Abstract

Four Tethyan ocean basins are recognised in Asia, the Proto-Tethys (Late Proterozoic - Silurian), Palaeo-Tethys (Middle Devonian - Late Triassic), Meso-Tethys (Middle Permian - Late Cretaceous) and Ceno-Tethys (late Middle Triassic - Eocene). Multi-disciplinary data, including ages of pelagic sediments, ocean plate stratigraphy, seamounts, ophiolites, blueschists, eclogites in accretionary complexes, volcanic arc and magmatic rocks found along suture zones of the Tethyan oceans are described and used to date the opening and closure of these oceans. The evolution of the Tethyan ocean basins in Asia illustrates that Asia has been a giant convergent zone for more than 500 million years and the Phanerozoic construction and evolution of Asia involved the opening and closure of Tethyan ocean basins and the collision and accretion of Gondwana-derived continental blocks and the Indian Craton. Subduction processes, arc and back-arc basin generation, and continent-continent and arc-continent collisions led to the principal orogenic events, basin development and related mineral and energy resource deposits recorded in Asia. Three major orogenic belts are recognised in Asia, the Central Asian Orogenic Belt, that relates to the evolution of the Palaeo-Asia Ocean, and the Tethyan (Tethysides) Orogenic Belt and the Alpine-Himalayan Orogenic Belt which relate to the evolution of Tethyan ocean basins.
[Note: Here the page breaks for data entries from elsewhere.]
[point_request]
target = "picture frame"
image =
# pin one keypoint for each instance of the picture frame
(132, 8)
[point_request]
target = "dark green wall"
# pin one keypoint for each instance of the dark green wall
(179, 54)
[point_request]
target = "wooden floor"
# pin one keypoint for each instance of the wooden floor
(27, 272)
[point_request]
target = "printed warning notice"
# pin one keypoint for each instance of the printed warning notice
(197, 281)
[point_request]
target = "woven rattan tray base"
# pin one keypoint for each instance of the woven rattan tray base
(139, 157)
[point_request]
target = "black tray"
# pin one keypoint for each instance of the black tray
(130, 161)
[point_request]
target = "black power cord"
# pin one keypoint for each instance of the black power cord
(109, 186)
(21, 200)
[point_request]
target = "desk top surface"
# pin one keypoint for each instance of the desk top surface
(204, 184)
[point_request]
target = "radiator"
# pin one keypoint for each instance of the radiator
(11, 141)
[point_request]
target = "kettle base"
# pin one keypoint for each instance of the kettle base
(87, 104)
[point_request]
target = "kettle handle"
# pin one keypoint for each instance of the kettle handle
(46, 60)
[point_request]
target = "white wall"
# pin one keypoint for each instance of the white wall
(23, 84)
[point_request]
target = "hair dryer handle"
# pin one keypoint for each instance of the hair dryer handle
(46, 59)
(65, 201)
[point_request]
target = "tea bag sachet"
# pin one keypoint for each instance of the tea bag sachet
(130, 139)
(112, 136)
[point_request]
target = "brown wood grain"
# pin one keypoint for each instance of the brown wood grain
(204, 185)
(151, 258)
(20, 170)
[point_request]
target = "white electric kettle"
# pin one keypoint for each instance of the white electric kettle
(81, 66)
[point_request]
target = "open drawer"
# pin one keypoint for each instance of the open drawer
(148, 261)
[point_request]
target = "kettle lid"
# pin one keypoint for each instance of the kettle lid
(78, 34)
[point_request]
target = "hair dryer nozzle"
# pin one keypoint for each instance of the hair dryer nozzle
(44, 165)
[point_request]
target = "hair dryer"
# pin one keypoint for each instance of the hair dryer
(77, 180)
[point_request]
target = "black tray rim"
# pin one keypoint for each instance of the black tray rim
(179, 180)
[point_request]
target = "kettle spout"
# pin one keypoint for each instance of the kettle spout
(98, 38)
The principal Tethyan basin related orogenies in Asia are the Bhimphedian Orogeny (Ordovician-Silurian) that reflects the collision of major Asian continental blocks (“Asian-Hun Superterrane”) with Gondwana, the Indosinian (Cimmerian) Orogeny (Permian-Triassic) resulting from Palaeo-Tethyan subduction processes, collisions of Asian blocks and collision of the Cimmerian continent with Asia, and the Himalayan-Tibetan Orogeny (Cretaceous-Palaeogene) caused by subduction of the Meso- and Ceno-Tethys oceans and the Lhasa-Asia and India-Asia collisions.